Nach der 0:7-Auftaktpleite zeigte sich das Team von GSV-Coach Eckart Schuster am vergangenen Sonntag stark verbessert, erkämpfte sich ein 1:1 gegen Vorwärts Spoho Köln. Elisa Kammen sicherte mit dem ersten GSV-Saisontor den ersten Zähler für die Gelb-Schwarzen.

Am kommenden Sonntag, 13 Uhr, kommt es nun an der Budberger Raiffeisenstraße zum direkten Duell der zwei Regionalligateams aus dem Fußballkreis Moers.
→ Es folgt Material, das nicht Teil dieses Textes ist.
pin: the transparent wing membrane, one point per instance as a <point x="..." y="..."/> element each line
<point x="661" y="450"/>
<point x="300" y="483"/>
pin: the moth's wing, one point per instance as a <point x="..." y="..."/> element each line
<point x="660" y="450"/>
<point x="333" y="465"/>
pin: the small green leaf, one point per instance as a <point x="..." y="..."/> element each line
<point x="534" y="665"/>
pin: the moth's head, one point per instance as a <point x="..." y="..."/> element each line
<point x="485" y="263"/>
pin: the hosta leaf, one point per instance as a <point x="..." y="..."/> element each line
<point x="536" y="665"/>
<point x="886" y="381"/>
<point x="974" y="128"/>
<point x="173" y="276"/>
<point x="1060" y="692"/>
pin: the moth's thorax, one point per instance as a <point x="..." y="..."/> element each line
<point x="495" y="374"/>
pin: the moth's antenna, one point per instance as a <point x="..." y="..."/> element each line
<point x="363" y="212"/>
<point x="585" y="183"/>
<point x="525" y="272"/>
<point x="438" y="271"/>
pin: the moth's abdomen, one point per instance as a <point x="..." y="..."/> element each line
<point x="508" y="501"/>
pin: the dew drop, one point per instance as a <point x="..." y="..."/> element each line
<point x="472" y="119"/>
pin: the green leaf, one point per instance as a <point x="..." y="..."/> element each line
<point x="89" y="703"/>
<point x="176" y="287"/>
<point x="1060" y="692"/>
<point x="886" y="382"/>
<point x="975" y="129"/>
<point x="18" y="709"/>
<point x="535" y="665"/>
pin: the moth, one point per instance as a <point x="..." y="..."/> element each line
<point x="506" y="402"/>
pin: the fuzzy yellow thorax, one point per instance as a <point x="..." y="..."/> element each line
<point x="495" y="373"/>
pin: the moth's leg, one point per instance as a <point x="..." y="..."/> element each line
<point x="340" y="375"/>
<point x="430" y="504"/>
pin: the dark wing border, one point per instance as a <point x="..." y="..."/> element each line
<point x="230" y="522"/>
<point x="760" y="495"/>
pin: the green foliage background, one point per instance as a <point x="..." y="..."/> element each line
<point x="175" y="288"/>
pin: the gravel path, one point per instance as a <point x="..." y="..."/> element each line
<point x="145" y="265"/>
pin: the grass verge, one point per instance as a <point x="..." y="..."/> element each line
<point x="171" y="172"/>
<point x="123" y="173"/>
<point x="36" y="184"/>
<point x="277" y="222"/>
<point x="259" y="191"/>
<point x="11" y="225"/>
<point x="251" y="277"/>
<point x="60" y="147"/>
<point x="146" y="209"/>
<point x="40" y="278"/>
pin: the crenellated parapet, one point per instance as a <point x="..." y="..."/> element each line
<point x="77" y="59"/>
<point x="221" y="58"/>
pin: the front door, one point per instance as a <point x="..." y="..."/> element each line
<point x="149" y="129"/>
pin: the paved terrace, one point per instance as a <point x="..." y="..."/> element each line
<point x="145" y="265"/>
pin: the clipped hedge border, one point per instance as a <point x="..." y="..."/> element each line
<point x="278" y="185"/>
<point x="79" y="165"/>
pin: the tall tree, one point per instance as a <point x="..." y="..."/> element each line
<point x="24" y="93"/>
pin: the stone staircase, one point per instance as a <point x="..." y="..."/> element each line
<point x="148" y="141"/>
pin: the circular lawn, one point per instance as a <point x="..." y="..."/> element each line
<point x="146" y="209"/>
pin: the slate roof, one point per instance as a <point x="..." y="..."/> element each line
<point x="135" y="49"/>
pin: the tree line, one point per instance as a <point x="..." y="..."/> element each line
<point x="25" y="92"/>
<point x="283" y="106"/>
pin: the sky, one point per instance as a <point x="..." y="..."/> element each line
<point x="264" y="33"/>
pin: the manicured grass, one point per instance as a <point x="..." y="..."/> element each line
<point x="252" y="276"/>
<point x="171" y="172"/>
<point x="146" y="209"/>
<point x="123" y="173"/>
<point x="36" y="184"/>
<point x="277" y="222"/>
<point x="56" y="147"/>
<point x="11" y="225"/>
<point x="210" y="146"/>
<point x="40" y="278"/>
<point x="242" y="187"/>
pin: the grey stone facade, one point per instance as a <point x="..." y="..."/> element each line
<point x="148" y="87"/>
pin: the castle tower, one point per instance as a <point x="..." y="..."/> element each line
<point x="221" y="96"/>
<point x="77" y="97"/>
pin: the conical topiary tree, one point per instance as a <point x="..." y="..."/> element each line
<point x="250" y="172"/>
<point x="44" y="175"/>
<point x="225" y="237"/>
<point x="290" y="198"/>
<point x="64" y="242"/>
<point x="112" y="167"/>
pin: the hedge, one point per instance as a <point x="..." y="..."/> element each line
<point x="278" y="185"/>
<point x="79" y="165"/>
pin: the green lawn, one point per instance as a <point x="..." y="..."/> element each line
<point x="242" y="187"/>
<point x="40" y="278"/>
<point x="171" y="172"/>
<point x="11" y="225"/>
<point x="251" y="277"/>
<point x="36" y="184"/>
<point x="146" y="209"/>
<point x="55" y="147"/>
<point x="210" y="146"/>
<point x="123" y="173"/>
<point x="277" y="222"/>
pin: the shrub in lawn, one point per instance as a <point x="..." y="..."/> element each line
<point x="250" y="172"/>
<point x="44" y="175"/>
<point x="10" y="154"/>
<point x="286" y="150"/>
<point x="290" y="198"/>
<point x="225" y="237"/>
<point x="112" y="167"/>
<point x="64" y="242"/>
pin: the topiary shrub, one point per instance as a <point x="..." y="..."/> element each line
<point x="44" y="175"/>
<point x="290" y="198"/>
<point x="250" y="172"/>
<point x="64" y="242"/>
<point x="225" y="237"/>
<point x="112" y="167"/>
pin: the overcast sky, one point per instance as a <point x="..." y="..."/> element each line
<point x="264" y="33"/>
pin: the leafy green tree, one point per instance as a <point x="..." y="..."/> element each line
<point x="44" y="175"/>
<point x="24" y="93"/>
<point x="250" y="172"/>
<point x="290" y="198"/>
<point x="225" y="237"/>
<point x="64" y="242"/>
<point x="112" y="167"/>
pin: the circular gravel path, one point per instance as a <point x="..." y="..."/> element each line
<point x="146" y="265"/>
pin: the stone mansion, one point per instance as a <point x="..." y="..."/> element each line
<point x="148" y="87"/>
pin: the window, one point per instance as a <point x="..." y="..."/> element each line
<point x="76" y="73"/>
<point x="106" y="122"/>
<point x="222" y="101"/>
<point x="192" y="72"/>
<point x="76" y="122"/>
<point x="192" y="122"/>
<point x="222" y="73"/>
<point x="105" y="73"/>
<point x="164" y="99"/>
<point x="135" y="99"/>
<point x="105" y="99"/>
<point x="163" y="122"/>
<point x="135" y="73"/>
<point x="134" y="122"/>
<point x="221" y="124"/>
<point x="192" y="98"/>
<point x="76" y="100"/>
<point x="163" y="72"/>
Und Budbergs Coach Jürgen Raab sagt deutlich: „Wir stehen bereits jetzt unter Zugzwang, wir müssen und werden diese Partie gewinnen. Zumal wir hier auf einen weiteren Mitbewerber um den Klassenerhalt treffen. Diese Partie ist megarichtungsweisend für uns.“

Ähnlich äußerst sich auch Schuster dazu: „Auch für uns ist das natürlich ein wichtiges Spiel. Deshalb hätte ich gerne auch etwas später gegen Budberg gespielt. Wenn meine Mannschaft gefestigter ist. Ich habe immer sehr viel Respekt vor Erfahrung und Routine. Für meine jungen Spielerinnen wird dies schon eine Herausforderung.“

Der Moerser Trainer hat dann auch noch einige personelle Probleme zu bewältigen. Marisol Kröncke konnte nach ihrem verletzungsbedingten Ausscheiden in Essen bisher noch nicht trainieren, fällt definitiv aus. Schuster hofft aber auf Elisa Kammen, die sich gegen Köln am Schienbein verletzt hat. Zudem ist Franziska Döpp angeschlagen.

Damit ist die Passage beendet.